Censé dévoiler, vendredi 16 août à son retour de Tchétchénie, “les noms des responsables des derniers événements de Grozny”, le général Alexandre Lebed a lancé un ultimatum à Boris Eltsine exigeant la démission de l’actuel ministre russe de l’intérieur, Anatoli Koulikov, qui avait été, la veille, confirmé à son poste dans le nouveau gouvernement. “On ne peut loger à deux dans la même tanière, ce sera Koulikov ou Lebed” a martelé le général Lebed, le teint pâle et les traits tirés.

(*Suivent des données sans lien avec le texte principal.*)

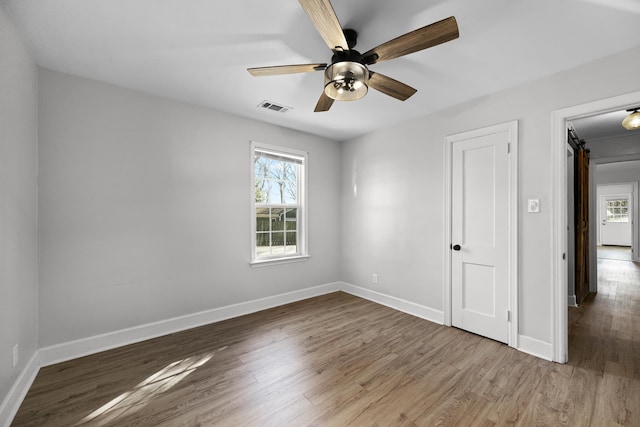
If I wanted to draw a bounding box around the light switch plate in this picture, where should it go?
[529,199,540,213]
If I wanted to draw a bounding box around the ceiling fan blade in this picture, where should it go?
[369,71,417,101]
[362,16,460,65]
[299,0,349,52]
[247,64,327,77]
[313,91,333,113]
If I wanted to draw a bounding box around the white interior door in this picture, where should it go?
[599,194,632,246]
[451,131,510,343]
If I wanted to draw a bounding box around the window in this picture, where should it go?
[251,142,307,263]
[607,199,629,222]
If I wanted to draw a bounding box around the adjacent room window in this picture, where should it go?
[251,142,307,263]
[607,199,629,222]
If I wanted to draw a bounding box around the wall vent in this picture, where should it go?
[258,101,292,113]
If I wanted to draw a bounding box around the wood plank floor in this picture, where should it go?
[13,260,640,427]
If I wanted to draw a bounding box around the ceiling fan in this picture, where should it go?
[247,0,459,112]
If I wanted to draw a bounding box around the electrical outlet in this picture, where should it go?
[13,344,20,368]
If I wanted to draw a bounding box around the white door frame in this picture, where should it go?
[549,92,640,363]
[442,120,520,348]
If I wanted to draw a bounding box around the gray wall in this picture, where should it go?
[0,3,38,403]
[39,69,340,347]
[340,45,640,343]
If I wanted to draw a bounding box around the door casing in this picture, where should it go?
[443,120,518,348]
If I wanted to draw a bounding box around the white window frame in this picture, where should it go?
[249,141,309,266]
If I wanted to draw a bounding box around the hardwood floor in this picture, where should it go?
[13,260,640,426]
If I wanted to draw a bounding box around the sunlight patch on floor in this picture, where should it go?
[82,348,215,425]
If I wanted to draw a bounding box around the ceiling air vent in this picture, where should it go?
[258,101,291,113]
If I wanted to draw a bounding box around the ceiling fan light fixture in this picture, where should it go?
[622,108,640,130]
[324,61,369,101]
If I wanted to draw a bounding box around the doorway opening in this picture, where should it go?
[551,92,640,363]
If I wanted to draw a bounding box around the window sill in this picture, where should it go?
[249,255,310,267]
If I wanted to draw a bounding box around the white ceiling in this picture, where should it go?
[5,0,640,140]
[571,108,640,142]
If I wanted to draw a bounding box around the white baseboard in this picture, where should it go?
[0,282,553,427]
[341,282,444,325]
[517,335,553,362]
[39,282,341,366]
[0,350,40,427]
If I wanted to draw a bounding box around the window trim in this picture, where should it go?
[249,141,309,266]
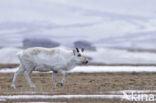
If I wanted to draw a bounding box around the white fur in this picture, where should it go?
[11,47,88,88]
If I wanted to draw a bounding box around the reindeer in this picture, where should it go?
[11,47,88,89]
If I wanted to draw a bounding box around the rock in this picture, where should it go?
[74,41,96,51]
[23,39,60,48]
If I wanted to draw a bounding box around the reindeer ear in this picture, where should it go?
[73,50,76,55]
[81,48,84,52]
[76,48,79,52]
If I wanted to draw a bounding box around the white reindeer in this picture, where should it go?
[11,47,88,89]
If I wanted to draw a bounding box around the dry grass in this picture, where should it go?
[0,73,156,103]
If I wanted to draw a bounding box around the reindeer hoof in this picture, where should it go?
[11,84,16,89]
[30,84,36,88]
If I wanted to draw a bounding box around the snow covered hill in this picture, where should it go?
[0,0,156,49]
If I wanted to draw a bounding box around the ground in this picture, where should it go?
[0,72,156,103]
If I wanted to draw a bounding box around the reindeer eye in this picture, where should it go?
[77,54,81,57]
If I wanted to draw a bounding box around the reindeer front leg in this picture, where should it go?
[52,71,57,88]
[61,72,66,86]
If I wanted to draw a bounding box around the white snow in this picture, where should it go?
[0,66,156,73]
[0,48,156,64]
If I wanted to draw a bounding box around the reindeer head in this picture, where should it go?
[73,48,88,64]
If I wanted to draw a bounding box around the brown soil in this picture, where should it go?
[0,72,156,103]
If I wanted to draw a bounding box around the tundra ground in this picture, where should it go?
[0,72,156,103]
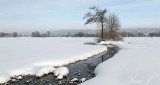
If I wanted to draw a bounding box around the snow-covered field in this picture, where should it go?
[0,37,107,83]
[81,38,160,85]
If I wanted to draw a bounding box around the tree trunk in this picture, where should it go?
[101,21,104,40]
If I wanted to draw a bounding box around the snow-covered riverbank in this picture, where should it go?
[0,37,107,83]
[81,38,160,85]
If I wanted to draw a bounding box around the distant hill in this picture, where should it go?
[19,28,160,36]
[119,28,160,34]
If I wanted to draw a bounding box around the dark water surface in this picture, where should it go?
[4,46,118,85]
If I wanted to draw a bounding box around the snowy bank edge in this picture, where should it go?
[0,44,107,84]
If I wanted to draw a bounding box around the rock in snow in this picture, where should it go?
[53,67,69,79]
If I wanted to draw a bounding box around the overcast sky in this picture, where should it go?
[0,0,160,32]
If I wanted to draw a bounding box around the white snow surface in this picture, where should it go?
[53,67,69,79]
[81,37,160,85]
[0,37,107,83]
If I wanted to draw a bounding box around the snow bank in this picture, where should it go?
[81,38,160,85]
[0,37,107,83]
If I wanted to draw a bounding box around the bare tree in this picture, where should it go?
[105,13,122,41]
[83,6,108,40]
[12,32,18,37]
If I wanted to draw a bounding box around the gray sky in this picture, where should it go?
[0,0,160,32]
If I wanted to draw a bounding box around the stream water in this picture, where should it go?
[4,46,118,85]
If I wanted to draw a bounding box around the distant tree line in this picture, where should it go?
[72,32,97,37]
[0,31,160,38]
[0,31,54,37]
[31,31,54,37]
[0,32,19,37]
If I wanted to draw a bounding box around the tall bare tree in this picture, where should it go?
[83,6,108,40]
[105,13,122,41]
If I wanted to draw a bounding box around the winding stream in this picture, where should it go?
[4,45,118,85]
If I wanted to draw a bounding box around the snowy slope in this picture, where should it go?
[0,37,107,83]
[81,38,160,85]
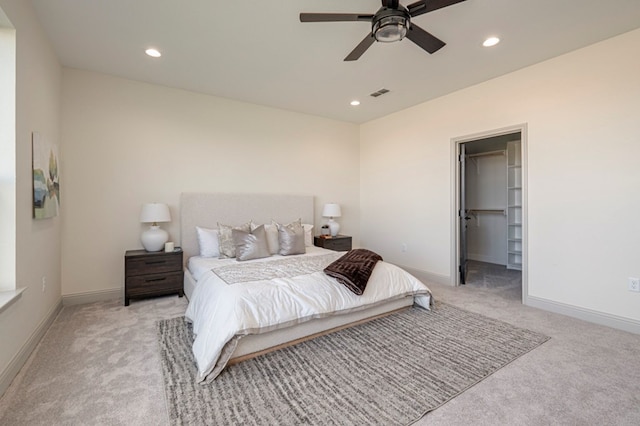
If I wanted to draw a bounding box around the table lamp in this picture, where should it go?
[322,203,342,237]
[140,203,171,251]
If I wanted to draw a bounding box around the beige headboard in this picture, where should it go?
[180,192,314,262]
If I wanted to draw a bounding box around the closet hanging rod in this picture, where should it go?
[467,149,506,158]
[467,209,507,215]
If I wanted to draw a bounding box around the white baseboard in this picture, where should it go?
[398,265,451,285]
[0,299,62,396]
[524,296,640,334]
[62,288,124,306]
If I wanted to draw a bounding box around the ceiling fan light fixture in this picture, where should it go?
[144,48,162,58]
[373,16,407,43]
[482,37,500,47]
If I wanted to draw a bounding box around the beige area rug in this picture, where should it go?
[158,303,548,425]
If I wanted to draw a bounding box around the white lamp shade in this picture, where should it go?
[322,203,342,237]
[140,203,171,223]
[140,225,169,251]
[322,204,342,217]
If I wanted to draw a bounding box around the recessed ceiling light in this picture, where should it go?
[144,49,162,58]
[482,37,500,47]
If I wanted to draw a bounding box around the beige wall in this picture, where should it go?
[360,30,640,327]
[61,69,360,297]
[0,0,64,393]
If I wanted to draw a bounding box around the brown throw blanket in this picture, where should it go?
[324,249,382,296]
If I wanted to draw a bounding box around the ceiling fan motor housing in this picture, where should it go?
[371,5,411,43]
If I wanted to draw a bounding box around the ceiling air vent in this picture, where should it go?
[369,89,389,98]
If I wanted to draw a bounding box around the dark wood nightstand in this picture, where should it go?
[124,249,184,306]
[313,234,351,251]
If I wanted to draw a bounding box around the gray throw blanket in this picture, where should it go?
[324,249,382,296]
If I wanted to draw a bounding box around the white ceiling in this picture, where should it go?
[32,0,640,123]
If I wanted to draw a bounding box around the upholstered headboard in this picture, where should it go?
[180,192,314,262]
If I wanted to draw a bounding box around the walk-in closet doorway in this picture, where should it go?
[452,125,527,303]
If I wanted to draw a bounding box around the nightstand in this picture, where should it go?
[124,249,184,306]
[313,234,351,251]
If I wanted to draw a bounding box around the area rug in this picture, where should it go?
[158,303,548,425]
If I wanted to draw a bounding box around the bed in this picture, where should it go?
[180,193,431,382]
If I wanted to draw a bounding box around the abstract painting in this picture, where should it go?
[32,132,60,219]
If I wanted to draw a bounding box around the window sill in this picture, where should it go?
[0,287,27,313]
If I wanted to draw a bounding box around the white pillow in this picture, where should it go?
[196,226,220,257]
[302,223,313,247]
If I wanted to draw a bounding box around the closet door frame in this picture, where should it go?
[450,123,529,305]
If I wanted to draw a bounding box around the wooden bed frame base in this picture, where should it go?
[227,306,410,366]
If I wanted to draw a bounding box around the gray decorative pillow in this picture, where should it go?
[277,220,306,256]
[231,225,271,261]
[218,222,251,259]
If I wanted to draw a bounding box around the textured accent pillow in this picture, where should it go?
[196,226,220,257]
[264,221,280,254]
[231,225,271,261]
[251,219,280,254]
[277,220,306,256]
[218,222,251,259]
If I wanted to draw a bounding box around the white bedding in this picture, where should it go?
[185,247,431,381]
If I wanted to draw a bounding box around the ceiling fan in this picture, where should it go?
[300,0,465,61]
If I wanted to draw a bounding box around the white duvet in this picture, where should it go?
[185,246,430,382]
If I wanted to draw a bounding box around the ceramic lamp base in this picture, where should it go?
[140,225,169,251]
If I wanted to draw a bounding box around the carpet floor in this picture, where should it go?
[158,303,548,425]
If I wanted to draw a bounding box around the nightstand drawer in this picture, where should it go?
[125,255,182,277]
[126,272,183,297]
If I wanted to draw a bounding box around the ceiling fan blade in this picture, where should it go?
[407,0,466,17]
[407,24,446,53]
[300,13,373,22]
[344,33,376,61]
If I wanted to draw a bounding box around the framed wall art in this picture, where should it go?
[32,132,60,219]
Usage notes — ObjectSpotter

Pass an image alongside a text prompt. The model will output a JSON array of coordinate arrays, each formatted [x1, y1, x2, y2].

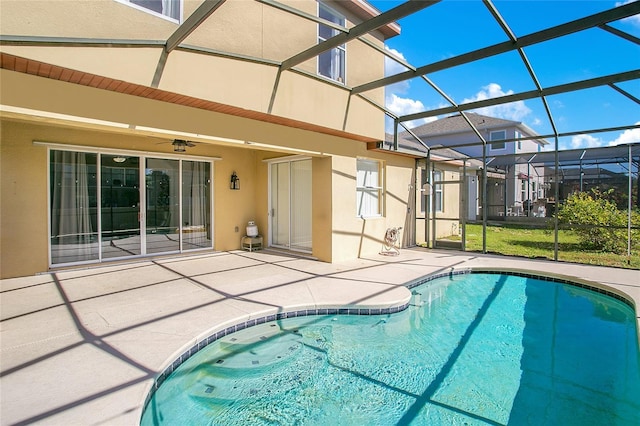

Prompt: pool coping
[[0, 248, 640, 426], [140, 266, 640, 419]]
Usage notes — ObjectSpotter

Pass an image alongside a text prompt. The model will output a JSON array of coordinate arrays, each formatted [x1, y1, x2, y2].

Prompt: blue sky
[[369, 0, 640, 149]]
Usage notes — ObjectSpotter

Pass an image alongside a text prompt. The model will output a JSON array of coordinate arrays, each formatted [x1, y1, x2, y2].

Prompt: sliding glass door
[[144, 158, 180, 254], [49, 150, 212, 265], [100, 155, 142, 259], [269, 159, 312, 252], [182, 161, 211, 250], [49, 151, 100, 263]]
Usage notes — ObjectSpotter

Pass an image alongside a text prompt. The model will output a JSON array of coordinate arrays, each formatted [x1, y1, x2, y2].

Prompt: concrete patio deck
[[0, 249, 640, 425]]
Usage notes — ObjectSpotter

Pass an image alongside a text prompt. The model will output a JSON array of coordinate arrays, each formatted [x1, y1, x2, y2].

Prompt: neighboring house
[[378, 134, 482, 247], [0, 0, 420, 277], [399, 113, 548, 220]]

Tout en sommant le chef de l’Etat russe de “faire un choix”, Alexandre Lebed s’est dit prêt à “tenir tête” en expliquant qu’il n’avait pas l’intention de démissionner, même si Boris Eltsine n’acceptait pas sa proposition. Fidèle à son habitude, il n’a pas mâché ses mots à l’intention du général Koulikov, accusé, non seulement de ne pas avoir “rempli sa mission” mais d’avoir cherché à faire “déborder le conflit” sur les républiques voisines d’Ingouchie et du Daghestan.

La réponse ne s’est pas fait attendre. Stupéfait par “le manque de savoir- vivre et l’obscénité des propos” d’Alexandre Lebed, le général Koulikov a, séance tenante, envoyé un rapport à Boris Eltsine en lui demandant de “trancher”. “Les événements de Grozny, explique-t-il dans sa missive, ne relèvent pas de la responsabilité du MVD (ministère de l’intérieur) ils sont la conséquence de la faiblesse du pouvoir”. Quant à Boris Eltsine, il “travaille deux à trois heures par jour au Kremlin” selon son porte-parole, Sergueï Iastrjembski, et serait actuellement à la recherche d’une résidence de vacances où il pourrait “surveiller sa santé”.

En lançant son offensive, le général Lebed vient de mettre le doigt sur les aspects contradictoires de sa mission de paix en Tchétchénie. En s’attaquant à Anatoli Koulikov, il rappelle que la direction des opérations sur le terrain avait été, dès février 1995, confiée par le président au ministre de l’intérieur. Lorsque Boris Eltsine signa, mercredi, le décret donnant des pouvoirs accrus au Conseil de sécurité et à Alexandre Lebed, le général Koulikov, avait aussitôt indiqué qu’il refusait de se soumettre à l’ancien parachutiste.

Partisan de la guerre à outrance, le général Koulikov est opposé à toutes négociations, prétexte selon lui au “regroupement des forces séparatistes”.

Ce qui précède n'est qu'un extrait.